Chandel has a predominantly Naga population, and in 2017, when new districts were carved out, the UNC had protested saying that Naga villages had been “appropriated” and merged with non-Naga areas in an attempt to divide the Naga people.
These are not new divides between the two ethnic groups. The Nagas and Kukis have historically been rivals in Manipur, over competing claims on territory, and the tensions had resulted in the deadly clashes of 1993. While the Nagas have proclaimed a neutral stance in the ongoing conflict, their stand over the Nagas and the Meities being “the two indigenous communities of Manipur” aligns with that of the Meiteis.
“We have to tell the world that we are very much alive. Everything is politics and we can’t let them (the Kukis) encroach on our land,” a Naga leader told The Indian Express, adding that the Nagas “are prepared to face any eventuality”.
The UNC statement also raised allegations of “illegal immigration”, another claim made by the Meitei side.
“In all the districts, there has been increasing expansion of villages and creation of new villages rampantly and at a rapid pace. Columns of illegal camps are being built at an alarming rate near the town of Moreh and its surrounding areas to facilitate the settlement of those intruding Kukis from Myanmar.

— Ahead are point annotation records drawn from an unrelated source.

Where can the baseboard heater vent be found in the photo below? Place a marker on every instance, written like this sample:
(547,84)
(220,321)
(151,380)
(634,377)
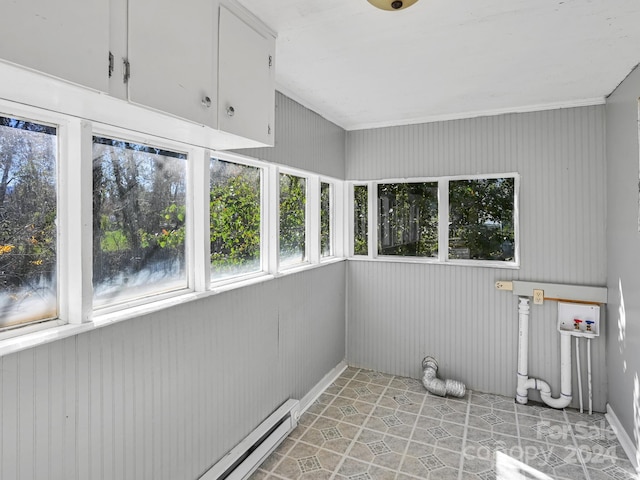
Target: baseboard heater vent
(247,456)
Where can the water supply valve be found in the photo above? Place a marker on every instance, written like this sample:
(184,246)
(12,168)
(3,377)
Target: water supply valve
(579,319)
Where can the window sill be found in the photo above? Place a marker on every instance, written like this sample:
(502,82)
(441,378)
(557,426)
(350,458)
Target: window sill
(51,331)
(435,261)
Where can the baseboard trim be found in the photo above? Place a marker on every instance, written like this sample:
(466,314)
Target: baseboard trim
(627,444)
(321,386)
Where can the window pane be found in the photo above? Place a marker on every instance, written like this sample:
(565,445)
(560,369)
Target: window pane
(293,193)
(28,208)
(481,225)
(408,219)
(325,220)
(360,220)
(139,215)
(235,219)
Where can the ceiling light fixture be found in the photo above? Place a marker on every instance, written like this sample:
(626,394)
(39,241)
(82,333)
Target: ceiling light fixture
(392,4)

If the flow of illegal migrants is not stopped by the Government of India and the Government of Manipur, the day will not be long when the indigenous population will be reduced to a minority,” the UNC stated.
The Naga side has become vocal on the conflict just as the violence has reached Manipur’s so far-untouched Naga-dominated territory. On August 18, three Kuki men were killed in a village in Tangkhul Naga-dominated Kamjong district, by suspected Meitei militants. In a reaction to this, the NSCN (I-M) stated that “under no circumstances the Nagas want the Meitei-Kuki-Zo violence spilled into the Naga areas”.
Now there are murmurs within the Kuki-Zomi community of “a Naga hand” assisting the Meiteis. These have grown louder since a video emerged last week of a “private” in the Naga Army – the military wing of the NSCN (I-M) – “confessing” to carrying out a sale worth “10-15 lakh” of weapons such as AK-47 and SLR to a Meitei insurgent group.
While admitting that the man in the video was associated with the Naga Army, the NSCN (I-M) denied allegations that it was proof of the militant group supplying weapons to Meitei ultras. The NSCN (I-M) claimed that the private had, in fact, been tortured into making the claims by security forces, and said he had been captured and kept at an Army Camp in Imphal.
The NSCN (I-M) slammed the security forces of trying to “drag” it into a “communal pool of violence”. The Army has not responded to these statements.